Actor Suriya has once again spoken strongly against the Central Government’s Draft Education Policy, stating that it shows the centre’s complete disregard for the lives of students outside cities who go to schools and colleges that lack basic facilities. He said the policy will increase stress levels and drop-out rates, making an already highly unequal education system worse.
The speech was given at the 40th anniversary event of Sri Sivakumar Educational Foundation. The Film Journalists’ Association and several other people and unions have come in his support.
Expressing his disappointment and anger at the lack of noise around the issue, he said, “The policy will decide the future of 30 crore students. Those in cities like Chennai are safe. But children in villages are going to suffer, and we can do nothing but watch if we don’t act now.”
He explained the four main issues that the rule will bring – shutting down of nearly 2,000 schools and 35,000 colleges, confusion around the three-language policy, increase in drop out rates with public exams for secondary school students and the semester system for high school students, and lack of access to coaching facilities with the introduction of entrance exams for all college degrees.

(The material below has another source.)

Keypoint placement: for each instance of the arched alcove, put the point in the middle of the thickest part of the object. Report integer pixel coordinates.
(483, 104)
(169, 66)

He said, “The draft education committee, headed by respected Kasturirangan sir, has said that schools with less than 10 students will be closed down. Where will these students go? There are problems in these schools that must be fixed, but the schools cannot be closed down. Students travel miles and there are no bus facilities to get to these schools. We have about 1840 schools like these. Primary education of all students who go here will become a big question.”
He also said there was no clarity on language imposition yet, and if implemented, the three-language formula will be imposed on 4-year-old children. “There is also going to be a public exam for students in 3rd, 5th and 8th standards, and those who don’t do well will drop-out out of shame.”
He said that research shows that about 95 percent of the students join school at a primary level and the number of students enrolled reduces to 55 percent by the time they reach class 10. The drop-out rates have not changed in the last 10 years, and 30 percent of students write their 12th public exams without any guidance from teachers. “How will these students write six semesters in class 11 and 12? How can we ask them to write NEET exams?”
The draft also proposes the introduction of entrance exams for all degrees. Suriya said that schools will be converted to coaching centres, denying access to crores of students, and making education a big industry. “Didn’t we see the problem with NEET? About 1 lakh students wrote the exam and only one government school student was able to clear it. 60 percent of those who passed NEET this year completed class 12 two years ago. They studied at private coaching centres to clear the exam. These centres across the country are earning over Rs 5,000 crores. And this is the state even before the rule has been implemented for other degrees. Why are we even saying government school students are our future when we are denying them education?”
The draft also says that the number of colleges and centres for higher education will reduce from 50,000 to 12,000. However, it proposes that there will be a 50 percent rise in the students who pursue higher studies. Suriya said, “Why is there no fear or consciousness around this? And what is the government’s urgency to bring this policy?”
The central government’s Draft Education Policy is available for comments from the public till July 31.